The basics…I feel like a normal, moderately interesting person who never expected to have a ‘world voice’. I was a portrait photographer up until this year. I’ve always been the helper in my group, even as a kid, despite generally being the youngest. I am currently the human to three Golden Retrievers who can sometimes be heard on my episodes.
What inspired you to do your own podcast?
The inspiration for my podcast was simple. I went looking for a podcast for Alzheimer’s caregivers and there was basically only one podcast out there. She [the host] has been around over a decade now but her podcast didn’t speak to me. I am an avid podcast listener and when I listened to one about starting your own podcast, my fate was sealed.
How do you prepare for an episode?
Other podcasters are going to hate this, but I don’t do a lot of prep generally. Depending on the topic and the guest, I make talking points I want to touch on. My podcast is mostly conversational so I don’t do a lot of questioning of the guest. Instead, we chat about the topic. The talking points are mostly to keep me from going off topic too much.
What advice do you have for someone just starting out?
Podcasting is a lot of fun and easy to do but it takes a long time generally to grow an audience. One mistake I made was not announcing the ‘coming soon’ on my podcast enough. That slowed things down but had I done that, I’d still be in growth mode as I near the end of year three. My advice, plan on doing a podcast as a hobby that can grow into a business. Also, get your audio as good as possible! It’s not hard or expensive and I think it makes a huge difference. Record in a closet or create your own acoustic panels for a regular room, I’ve done both. I have four 4×3 foot panels with my own artwork as the covering material; working double time making my whole office a sound studio. All four were less than $350.
Has spending more time at home and distant from others changed anything about your podcast? Or even the content you’re sharing, given that seniors and Alzheimer’s patients in care facilities are, obviously, significantly affected by the pandemic?
The pandemic has not changed my podcast significantly, but it has changed some.
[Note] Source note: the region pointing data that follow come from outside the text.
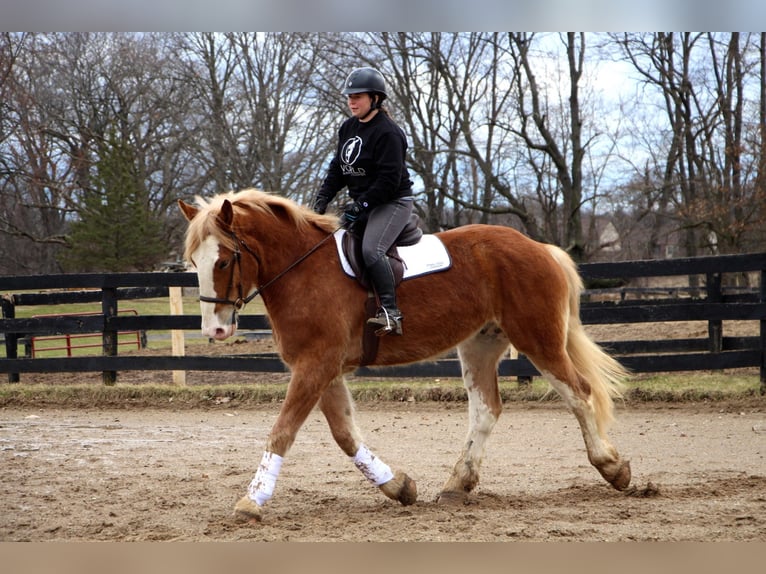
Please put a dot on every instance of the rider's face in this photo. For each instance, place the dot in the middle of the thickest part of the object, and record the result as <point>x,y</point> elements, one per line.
<point>359,104</point>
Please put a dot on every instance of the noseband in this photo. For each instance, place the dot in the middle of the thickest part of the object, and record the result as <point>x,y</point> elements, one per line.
<point>241,301</point>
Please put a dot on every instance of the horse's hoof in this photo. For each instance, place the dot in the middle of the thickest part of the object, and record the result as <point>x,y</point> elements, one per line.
<point>247,511</point>
<point>452,498</point>
<point>401,488</point>
<point>620,479</point>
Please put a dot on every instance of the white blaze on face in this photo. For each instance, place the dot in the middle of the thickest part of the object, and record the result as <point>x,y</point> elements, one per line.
<point>214,325</point>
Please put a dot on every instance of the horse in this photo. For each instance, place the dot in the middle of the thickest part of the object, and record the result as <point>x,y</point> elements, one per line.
<point>502,289</point>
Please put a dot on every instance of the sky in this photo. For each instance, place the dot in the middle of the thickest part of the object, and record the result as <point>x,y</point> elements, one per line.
<point>391,15</point>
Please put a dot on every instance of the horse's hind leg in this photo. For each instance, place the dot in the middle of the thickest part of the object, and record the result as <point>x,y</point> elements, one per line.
<point>478,356</point>
<point>592,416</point>
<point>338,408</point>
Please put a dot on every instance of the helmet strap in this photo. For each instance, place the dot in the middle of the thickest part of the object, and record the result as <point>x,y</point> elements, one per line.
<point>376,103</point>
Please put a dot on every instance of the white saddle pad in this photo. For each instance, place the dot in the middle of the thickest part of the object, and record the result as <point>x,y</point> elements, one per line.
<point>427,256</point>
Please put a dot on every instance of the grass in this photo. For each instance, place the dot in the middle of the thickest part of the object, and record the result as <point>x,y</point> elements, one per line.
<point>686,388</point>
<point>91,345</point>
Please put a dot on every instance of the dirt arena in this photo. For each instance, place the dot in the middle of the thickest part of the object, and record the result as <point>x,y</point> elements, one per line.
<point>699,474</point>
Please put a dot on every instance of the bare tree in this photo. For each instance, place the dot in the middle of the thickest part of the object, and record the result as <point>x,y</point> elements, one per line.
<point>261,121</point>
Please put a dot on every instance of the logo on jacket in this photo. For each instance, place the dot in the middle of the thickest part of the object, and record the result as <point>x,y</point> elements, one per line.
<point>351,150</point>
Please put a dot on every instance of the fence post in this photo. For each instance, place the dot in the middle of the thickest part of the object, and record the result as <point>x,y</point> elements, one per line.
<point>11,339</point>
<point>176,335</point>
<point>109,335</point>
<point>715,327</point>
<point>763,334</point>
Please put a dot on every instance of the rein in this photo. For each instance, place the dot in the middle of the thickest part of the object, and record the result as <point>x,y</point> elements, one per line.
<point>241,301</point>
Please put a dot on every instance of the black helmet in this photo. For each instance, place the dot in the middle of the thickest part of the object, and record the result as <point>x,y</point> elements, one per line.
<point>362,80</point>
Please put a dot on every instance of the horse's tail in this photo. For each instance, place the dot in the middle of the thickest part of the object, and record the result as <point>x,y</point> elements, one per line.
<point>603,373</point>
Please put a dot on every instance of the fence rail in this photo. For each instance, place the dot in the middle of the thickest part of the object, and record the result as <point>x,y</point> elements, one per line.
<point>711,302</point>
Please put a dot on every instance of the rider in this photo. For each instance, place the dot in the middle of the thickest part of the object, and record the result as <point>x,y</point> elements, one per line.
<point>370,161</point>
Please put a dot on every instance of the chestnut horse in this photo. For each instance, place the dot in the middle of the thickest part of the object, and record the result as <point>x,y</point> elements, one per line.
<point>502,288</point>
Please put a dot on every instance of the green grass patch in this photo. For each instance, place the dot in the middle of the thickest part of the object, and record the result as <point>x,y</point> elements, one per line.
<point>659,388</point>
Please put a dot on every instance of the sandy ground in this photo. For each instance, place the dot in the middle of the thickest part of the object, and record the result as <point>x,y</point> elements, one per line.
<point>161,474</point>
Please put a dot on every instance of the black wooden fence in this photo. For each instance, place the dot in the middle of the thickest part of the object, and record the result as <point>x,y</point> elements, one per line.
<point>712,303</point>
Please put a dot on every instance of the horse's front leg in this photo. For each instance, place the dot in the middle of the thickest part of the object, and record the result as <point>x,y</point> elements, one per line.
<point>478,357</point>
<point>303,392</point>
<point>337,405</point>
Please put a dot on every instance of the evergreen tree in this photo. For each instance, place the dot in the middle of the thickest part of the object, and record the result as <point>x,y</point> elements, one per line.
<point>116,231</point>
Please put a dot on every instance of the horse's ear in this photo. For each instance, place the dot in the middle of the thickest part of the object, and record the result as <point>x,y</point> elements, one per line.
<point>189,211</point>
<point>226,215</point>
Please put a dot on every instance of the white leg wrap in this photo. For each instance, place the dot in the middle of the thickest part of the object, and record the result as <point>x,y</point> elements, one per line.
<point>262,486</point>
<point>374,469</point>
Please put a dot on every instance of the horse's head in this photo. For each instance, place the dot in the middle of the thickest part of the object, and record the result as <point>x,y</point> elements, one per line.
<point>214,250</point>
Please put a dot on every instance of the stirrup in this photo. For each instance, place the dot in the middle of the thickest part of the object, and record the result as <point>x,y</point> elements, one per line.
<point>388,322</point>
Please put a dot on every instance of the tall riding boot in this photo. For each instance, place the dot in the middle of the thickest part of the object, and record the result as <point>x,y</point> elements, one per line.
<point>389,318</point>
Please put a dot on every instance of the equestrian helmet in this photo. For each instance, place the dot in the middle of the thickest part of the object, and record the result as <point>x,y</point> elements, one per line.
<point>362,80</point>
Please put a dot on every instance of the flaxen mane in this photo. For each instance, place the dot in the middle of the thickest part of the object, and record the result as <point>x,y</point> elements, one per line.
<point>243,201</point>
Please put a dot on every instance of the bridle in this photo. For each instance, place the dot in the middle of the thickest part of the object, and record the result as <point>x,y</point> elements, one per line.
<point>241,300</point>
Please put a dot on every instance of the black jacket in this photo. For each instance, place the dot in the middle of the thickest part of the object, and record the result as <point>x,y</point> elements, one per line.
<point>370,161</point>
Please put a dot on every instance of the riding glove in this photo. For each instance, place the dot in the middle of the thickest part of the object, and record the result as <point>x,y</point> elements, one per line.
<point>320,205</point>
<point>352,212</point>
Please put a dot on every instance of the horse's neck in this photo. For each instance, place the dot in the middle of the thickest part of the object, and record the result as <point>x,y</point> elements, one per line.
<point>280,250</point>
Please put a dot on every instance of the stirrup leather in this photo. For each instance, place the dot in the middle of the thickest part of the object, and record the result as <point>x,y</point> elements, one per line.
<point>388,322</point>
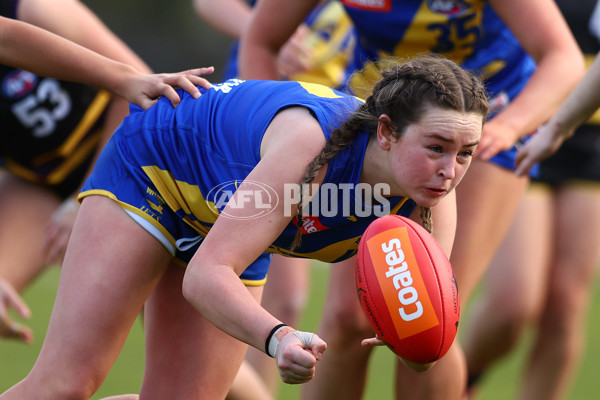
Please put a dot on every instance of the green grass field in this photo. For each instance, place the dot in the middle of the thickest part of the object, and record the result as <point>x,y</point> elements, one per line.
<point>125,377</point>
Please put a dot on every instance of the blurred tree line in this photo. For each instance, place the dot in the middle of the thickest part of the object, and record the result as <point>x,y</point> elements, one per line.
<point>167,35</point>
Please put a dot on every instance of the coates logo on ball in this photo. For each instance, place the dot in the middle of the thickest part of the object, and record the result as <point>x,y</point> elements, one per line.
<point>407,289</point>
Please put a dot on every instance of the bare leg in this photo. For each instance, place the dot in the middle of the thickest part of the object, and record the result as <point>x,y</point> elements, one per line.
<point>110,268</point>
<point>24,211</point>
<point>341,374</point>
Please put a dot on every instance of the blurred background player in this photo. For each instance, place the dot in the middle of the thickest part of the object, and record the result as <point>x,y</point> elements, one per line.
<point>530,62</point>
<point>543,272</point>
<point>317,52</point>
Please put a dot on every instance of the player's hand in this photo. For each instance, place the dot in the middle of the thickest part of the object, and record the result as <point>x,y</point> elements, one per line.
<point>297,355</point>
<point>545,142</point>
<point>9,298</point>
<point>58,231</point>
<point>145,89</point>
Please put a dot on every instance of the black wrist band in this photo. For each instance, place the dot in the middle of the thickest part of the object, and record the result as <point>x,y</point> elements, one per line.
<point>270,336</point>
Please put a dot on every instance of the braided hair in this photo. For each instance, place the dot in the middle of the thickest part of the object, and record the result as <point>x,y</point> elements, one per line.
<point>405,92</point>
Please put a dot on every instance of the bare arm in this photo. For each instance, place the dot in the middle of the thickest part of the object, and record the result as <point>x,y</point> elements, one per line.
<point>544,34</point>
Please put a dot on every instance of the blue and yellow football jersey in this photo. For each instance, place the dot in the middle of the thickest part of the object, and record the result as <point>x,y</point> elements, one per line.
<point>170,167</point>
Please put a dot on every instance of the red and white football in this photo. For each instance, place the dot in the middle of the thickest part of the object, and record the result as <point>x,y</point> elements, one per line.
<point>407,289</point>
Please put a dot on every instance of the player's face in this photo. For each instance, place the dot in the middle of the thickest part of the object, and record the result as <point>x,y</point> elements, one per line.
<point>432,156</point>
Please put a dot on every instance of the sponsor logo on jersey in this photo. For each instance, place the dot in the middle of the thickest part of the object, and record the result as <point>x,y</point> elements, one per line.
<point>451,8</point>
<point>18,84</point>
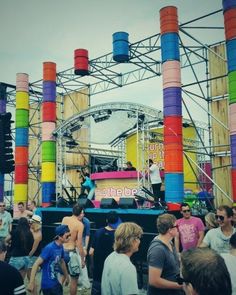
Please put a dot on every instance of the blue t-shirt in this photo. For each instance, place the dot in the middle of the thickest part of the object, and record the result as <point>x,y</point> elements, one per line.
<point>52,255</point>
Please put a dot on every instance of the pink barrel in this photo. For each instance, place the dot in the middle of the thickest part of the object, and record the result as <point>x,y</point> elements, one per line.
<point>22,82</point>
<point>47,129</point>
<point>171,74</point>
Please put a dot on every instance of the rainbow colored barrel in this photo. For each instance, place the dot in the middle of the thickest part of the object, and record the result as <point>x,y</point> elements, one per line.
<point>22,138</point>
<point>48,147</point>
<point>229,10</point>
<point>173,141</point>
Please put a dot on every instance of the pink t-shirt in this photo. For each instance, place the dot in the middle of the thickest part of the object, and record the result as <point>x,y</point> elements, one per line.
<point>189,231</point>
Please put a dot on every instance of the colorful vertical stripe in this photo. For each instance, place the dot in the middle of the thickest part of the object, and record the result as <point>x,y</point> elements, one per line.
<point>229,10</point>
<point>173,142</point>
<point>48,147</point>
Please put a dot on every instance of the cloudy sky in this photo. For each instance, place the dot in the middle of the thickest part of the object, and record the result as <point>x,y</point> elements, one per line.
<point>32,32</point>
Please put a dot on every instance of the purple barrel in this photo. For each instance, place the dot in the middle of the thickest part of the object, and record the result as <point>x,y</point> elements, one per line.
<point>49,91</point>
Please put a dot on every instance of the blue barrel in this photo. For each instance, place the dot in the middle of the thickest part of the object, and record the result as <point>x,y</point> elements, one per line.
<point>49,91</point>
<point>231,56</point>
<point>22,136</point>
<point>48,191</point>
<point>170,47</point>
<point>228,4</point>
<point>3,106</point>
<point>172,110</point>
<point>174,187</point>
<point>120,46</point>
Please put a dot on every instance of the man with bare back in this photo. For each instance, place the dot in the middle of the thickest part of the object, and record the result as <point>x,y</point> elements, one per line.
<point>74,253</point>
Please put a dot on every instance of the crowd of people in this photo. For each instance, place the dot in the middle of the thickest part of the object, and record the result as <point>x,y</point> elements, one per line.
<point>187,256</point>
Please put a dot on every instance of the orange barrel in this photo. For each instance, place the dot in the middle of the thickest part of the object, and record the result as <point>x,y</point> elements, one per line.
<point>169,20</point>
<point>230,23</point>
<point>21,174</point>
<point>22,82</point>
<point>171,74</point>
<point>233,178</point>
<point>22,100</point>
<point>49,71</point>
<point>173,125</point>
<point>20,193</point>
<point>21,155</point>
<point>49,111</point>
<point>81,62</point>
<point>173,161</point>
<point>47,130</point>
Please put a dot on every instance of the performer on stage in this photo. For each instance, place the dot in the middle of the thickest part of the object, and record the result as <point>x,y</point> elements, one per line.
<point>155,179</point>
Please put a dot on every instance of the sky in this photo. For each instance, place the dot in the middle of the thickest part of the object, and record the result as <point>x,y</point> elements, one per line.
<point>32,32</point>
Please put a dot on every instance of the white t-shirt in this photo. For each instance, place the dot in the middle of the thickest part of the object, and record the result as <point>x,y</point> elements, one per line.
<point>119,275</point>
<point>230,261</point>
<point>154,174</point>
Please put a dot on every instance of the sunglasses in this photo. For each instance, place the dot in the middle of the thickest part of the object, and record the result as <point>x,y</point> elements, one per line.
<point>220,217</point>
<point>186,211</point>
<point>181,280</point>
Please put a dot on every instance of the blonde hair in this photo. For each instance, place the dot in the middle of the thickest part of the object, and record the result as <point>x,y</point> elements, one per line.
<point>125,234</point>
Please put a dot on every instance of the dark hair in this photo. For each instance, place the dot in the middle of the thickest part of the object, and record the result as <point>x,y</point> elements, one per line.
<point>77,209</point>
<point>112,217</point>
<point>232,241</point>
<point>227,209</point>
<point>205,269</point>
<point>165,222</point>
<point>184,205</point>
<point>3,246</point>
Because I get downloads on each episode every month I try not to be too in-the-moment topical. As the pandemic dragged on, it became impossible to ignore. In May I reached out to some past guests to see how they were handling the complete upheaval of their loved ones’ schedules. This is devastating for people living with cognitive impairment. Even those episodes are still being listened to. We’ll see how long that lasts, but I bet it’s many more months.
What are you looking forward to in your podcast in the future?
Well, it’d be nice if it finally paid its own costs. At the very least I’d like to have enough downloads every week to make it abundantly obvious that I help other caregivers. There are weeks that I think I should throw in the towel and other weeks that blow me away. I had planned to start speaking engagements this year, but obviously, things happened that prevented that. I hope to make that happen in 2021 as soon as possible; it may end up being a goal for 2022.
My end-goal is to become a voice of experience that can help guide other families through the difficult journey of Alzheimer’s. I want to be known for my upbeat — dare I say fun — delivery of information that can be challenging. Many experts come with a medical or therapeutic background and while that’s needed, we also need a voice from those of us who have been in the trenches. There are more of us out there, and just this month three new podcasts like mine have launched. If I admit to my “big dream,” it would be to start a network that consists of a variety of podcasts, blogs, YouTube channels and links to specific authors. I’m just not sure how to even go about making that happen.